Une vague de soulagement la parcourut lorsqu’elle aperçut Saneday. C’était la première bonne nouvelle qui lui arrivait depuis le début de la bataille, trois jours plus tôt, et elle se serait volontiers laissée aller à s’effondrer si une légère étincelle de suspicion n’avait pas subsisté au fond de ses yeux mordorés. Son serviteur s’avança vers elle aussi respectueusement que la situation le lui permettait. Une fois qu’il fut au niveau de sa Reine, il se contenta de la regarder dans les yeux, et la soutint quand elle s’effondra dans ses bras. ==> Chipotage de chez chipotage : une vague submerge, une onde court, parcourt. Sinon, je remplacerais « lorsque » par « dès qu’ » pour mieux coller à l’idée du point de départ. J’enlèverais « qui lui arrivait », c’est plus fluide et ça n’enlève rien à la phrase. Répétition de « s’effondrer ». « laissée aller » tout seul pourrait passer mais perso, je préciserais l’idée, d’autant que tu le réutilises un peu plus bas. « lorsque » au lieu de « quand » car c’est une circonstance exceptionnelle. Enfin, je dirais chanceler au lieu de s’effondrer pour changer un peu, aussi parce que ça colle mieux à l’image et virerais « dans ses bras » que tu réutilises plus bas. Comme tu mentionnes qu’il la soutient, c’est implicite. Exemple :
« Une vague de soulagement la submergea dès qu’elle aperçut Saneday. C’était la première bonne nouvelle depuis le début de la bataille, trois jours plus tôt, et elle aurait volontiers baissé sa garde si une légère étincelle de suspicion n’avait (persisté) subsisté au fond de ses yeux mordorés. Son serviteur s’avança vers elle aussi respectueusement que la situation le (lui) permettait. Une fois qu’il fut au niveau de sa Reine, il se contenta de la regarder dans les yeux, et la soutint lorsqu’elle chancela. »
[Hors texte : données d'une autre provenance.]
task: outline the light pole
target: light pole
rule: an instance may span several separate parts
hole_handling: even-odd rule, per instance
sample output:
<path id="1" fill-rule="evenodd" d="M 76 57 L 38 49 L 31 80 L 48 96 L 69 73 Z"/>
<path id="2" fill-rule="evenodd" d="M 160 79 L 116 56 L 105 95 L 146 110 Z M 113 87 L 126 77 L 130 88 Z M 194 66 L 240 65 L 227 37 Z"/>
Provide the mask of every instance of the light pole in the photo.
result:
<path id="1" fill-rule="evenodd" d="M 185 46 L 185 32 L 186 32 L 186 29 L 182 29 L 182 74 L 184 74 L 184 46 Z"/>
On pouvait contrefaire énormément d’un homme, mais Eglaenare avait appris que les yeux ne mentaient pas. Un simple échange de regards lui avaient toujours suffi à savoir où se trouvait son camp, et jamais elle ne s’était trompée, y compris devant les attaques les plus habiles. ==> Purement subjectif ici. Je changerais « devant les » par « face aux ». Je dirais subterfuges (ruses, impostures, artifices) au lieu d’attaques, c’est plus précis.
« Un simple échange de regards lui avaient toujours suffi pour savoir où se trouvait son camp, et jamais elle ne s’était trompée, y compris face aux subterfuges les plus habiles. »
Et puis, aussi vite qu’elle s’était laissée aller dans ses bras, elle se releva avec dignité, mais ses yeux ne mentaient pas non plus : elle se savait perdue, et avait l’intention de se battre jusqu’au bout pour sauver le peu qui pouvait encore l’être. ==> « abandonnée » au lieu de « laissée aller » parce que ça s’accorde plus à l’image d’une reine, à mon sens. Je mettrais un point après dignité et je changerais de place « mais » pour appuyer sa détermination malgré sa mort certaine.
« Et puis, aussi vite qu’elle s’était abandonnée dans ses bras, elle se releva avec dignité. Ses yeux ne mentaient guère : elle se savait perdue mais avait l’intention de se battre jusqu’au bout pour sauver le peu qui pouvait encore l’être. »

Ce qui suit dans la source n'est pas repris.